Overall, the developed approach is quite universal as the value added in using the results is the same across all asset classes: equities, bonds, company financing, etc.
Access to results
The framework consists of
- Energy Transition risk tool for scenario-based financial impact analysis of climate risks and opportunities, based on the tool developed by The CO-Firm: climateXcellence and
- The related reports with applications of the approach
- The Investor primer to transition risk analysis.

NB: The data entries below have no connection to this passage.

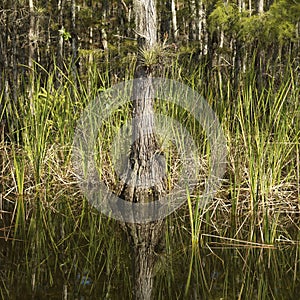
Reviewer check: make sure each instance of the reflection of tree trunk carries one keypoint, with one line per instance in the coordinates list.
(139, 185)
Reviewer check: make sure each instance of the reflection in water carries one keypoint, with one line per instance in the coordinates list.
(229, 272)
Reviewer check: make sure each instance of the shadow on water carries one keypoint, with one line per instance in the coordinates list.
(103, 270)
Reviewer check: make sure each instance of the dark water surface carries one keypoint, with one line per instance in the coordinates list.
(210, 272)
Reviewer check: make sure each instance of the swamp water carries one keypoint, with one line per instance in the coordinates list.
(87, 256)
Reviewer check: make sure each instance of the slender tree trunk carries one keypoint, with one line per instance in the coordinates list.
(144, 237)
(60, 46)
(74, 40)
(174, 20)
(260, 6)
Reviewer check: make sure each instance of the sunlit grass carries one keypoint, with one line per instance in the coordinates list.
(56, 241)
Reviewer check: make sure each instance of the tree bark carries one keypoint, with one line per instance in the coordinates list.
(139, 186)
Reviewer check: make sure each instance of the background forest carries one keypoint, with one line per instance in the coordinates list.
(241, 56)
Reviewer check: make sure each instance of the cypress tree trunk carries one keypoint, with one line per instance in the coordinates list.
(144, 167)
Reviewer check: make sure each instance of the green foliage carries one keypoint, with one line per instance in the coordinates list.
(224, 17)
(281, 20)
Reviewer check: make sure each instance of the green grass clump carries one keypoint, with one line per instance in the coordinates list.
(243, 245)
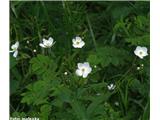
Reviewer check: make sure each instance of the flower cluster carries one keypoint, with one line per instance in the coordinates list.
(83, 68)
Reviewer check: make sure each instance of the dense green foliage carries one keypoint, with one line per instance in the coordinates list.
(111, 31)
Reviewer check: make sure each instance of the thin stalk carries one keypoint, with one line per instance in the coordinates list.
(91, 31)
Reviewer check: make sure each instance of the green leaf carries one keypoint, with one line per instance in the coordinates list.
(45, 112)
(108, 55)
(14, 85)
(37, 93)
(79, 110)
(42, 64)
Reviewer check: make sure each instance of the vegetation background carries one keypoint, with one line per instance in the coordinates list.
(111, 31)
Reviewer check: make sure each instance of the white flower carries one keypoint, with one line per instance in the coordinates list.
(65, 73)
(34, 50)
(14, 48)
(141, 52)
(111, 87)
(95, 66)
(47, 43)
(138, 68)
(78, 42)
(83, 69)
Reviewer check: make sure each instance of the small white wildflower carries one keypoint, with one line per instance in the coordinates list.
(138, 68)
(83, 69)
(47, 43)
(34, 50)
(78, 42)
(95, 66)
(141, 52)
(27, 42)
(65, 73)
(14, 48)
(111, 86)
(116, 103)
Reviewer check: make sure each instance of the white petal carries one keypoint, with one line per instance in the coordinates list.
(78, 39)
(74, 41)
(138, 48)
(75, 46)
(144, 49)
(15, 53)
(50, 40)
(80, 65)
(81, 44)
(78, 72)
(89, 69)
(42, 45)
(17, 44)
(86, 64)
(85, 74)
(44, 40)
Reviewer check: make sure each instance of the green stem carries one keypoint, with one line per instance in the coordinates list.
(91, 31)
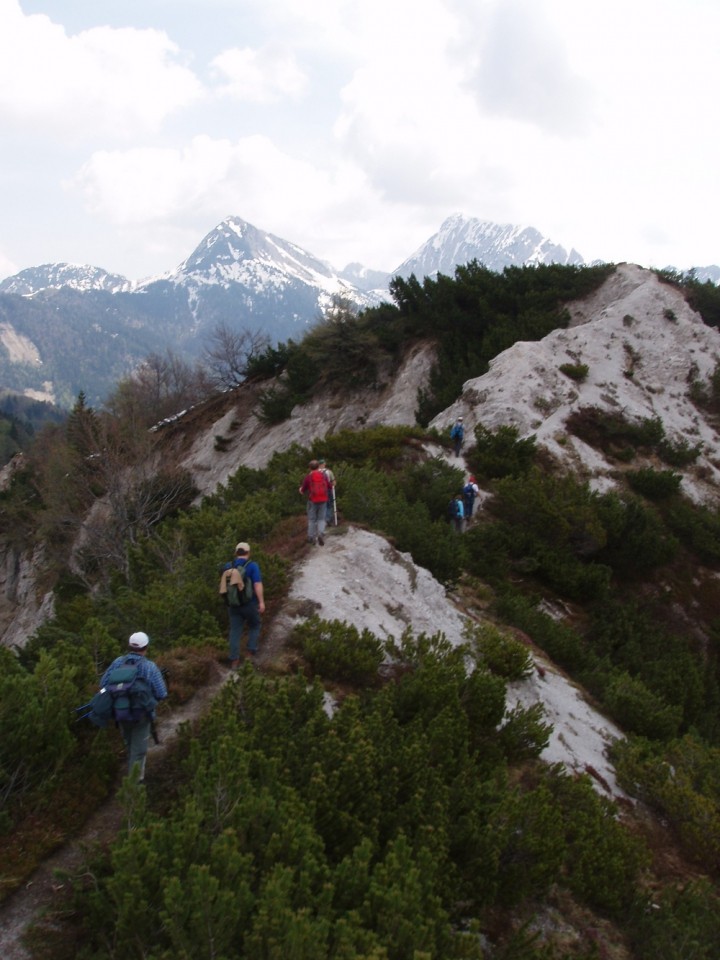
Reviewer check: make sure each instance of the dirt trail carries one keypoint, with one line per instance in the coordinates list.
(43, 891)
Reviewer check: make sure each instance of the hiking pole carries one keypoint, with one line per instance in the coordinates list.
(81, 716)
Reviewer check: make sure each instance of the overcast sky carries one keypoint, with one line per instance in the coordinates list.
(131, 128)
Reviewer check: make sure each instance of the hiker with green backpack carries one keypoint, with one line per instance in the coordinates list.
(242, 588)
(130, 690)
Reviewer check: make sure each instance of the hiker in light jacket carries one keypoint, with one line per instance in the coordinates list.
(136, 734)
(316, 486)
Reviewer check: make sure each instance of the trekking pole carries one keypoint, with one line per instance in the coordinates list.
(81, 716)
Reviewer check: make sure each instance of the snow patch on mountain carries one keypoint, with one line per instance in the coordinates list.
(54, 276)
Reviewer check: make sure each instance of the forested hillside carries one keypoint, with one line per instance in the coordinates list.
(416, 818)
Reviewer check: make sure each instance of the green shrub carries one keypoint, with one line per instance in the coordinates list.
(654, 484)
(499, 652)
(681, 923)
(679, 454)
(638, 710)
(339, 651)
(276, 404)
(501, 453)
(681, 780)
(696, 526)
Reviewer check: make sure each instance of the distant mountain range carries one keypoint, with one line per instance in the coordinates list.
(67, 328)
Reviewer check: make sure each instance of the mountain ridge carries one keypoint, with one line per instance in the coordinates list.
(88, 328)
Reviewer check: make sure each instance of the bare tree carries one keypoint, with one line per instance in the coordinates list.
(162, 386)
(230, 352)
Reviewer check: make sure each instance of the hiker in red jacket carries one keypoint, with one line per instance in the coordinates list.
(316, 487)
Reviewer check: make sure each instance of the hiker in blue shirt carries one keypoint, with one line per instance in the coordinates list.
(457, 515)
(470, 492)
(457, 435)
(136, 733)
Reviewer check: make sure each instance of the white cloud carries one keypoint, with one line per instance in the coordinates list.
(116, 81)
(259, 76)
(519, 68)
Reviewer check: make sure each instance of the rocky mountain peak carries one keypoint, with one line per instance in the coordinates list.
(461, 239)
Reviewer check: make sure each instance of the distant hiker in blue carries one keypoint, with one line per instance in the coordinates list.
(470, 491)
(249, 613)
(457, 435)
(457, 513)
(136, 733)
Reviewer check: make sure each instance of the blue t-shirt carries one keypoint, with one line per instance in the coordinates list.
(250, 570)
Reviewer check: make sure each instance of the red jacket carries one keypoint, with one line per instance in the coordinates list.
(315, 484)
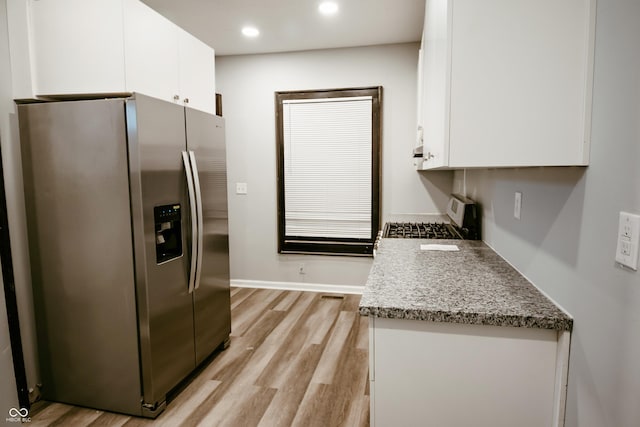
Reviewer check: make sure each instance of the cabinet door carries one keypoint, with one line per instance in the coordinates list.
(197, 73)
(77, 46)
(520, 83)
(436, 83)
(151, 54)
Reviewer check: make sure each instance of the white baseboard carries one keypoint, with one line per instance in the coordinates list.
(298, 286)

The first report outlines a methodology for bottom-up modelling of climate risks and opportunities and illustrates how modelling results can be integrated into valuation methodologies.
- Sector and company reports (4 sectors): applied the approach outlined in the Investor Primer and show the results for three companies each in the utilities, automotive and steel and cement sectors, the latter being a case study on six countries.
- Transition risks: How to move ahead is a management summary illustrating the key findings and learnings of the collaborative project.
Project results are also available on the TCFD Knowledge Hub for resources needed to understand and implement the TCFD recommendations and on Bloomberg as well as incorporated in the proposal for the European Parliament Directive on disclosures relating to sustainable investments and sustainability risks (EU) 2016/2341. The entire ET Risk toolbox, developed by 2° Investing Initiative, Carbon Tracker, I4CE, Kepler Cheuvreux, S&P Global Market Intelligence and the University of Oxford is also available on: www.et-risk.eu.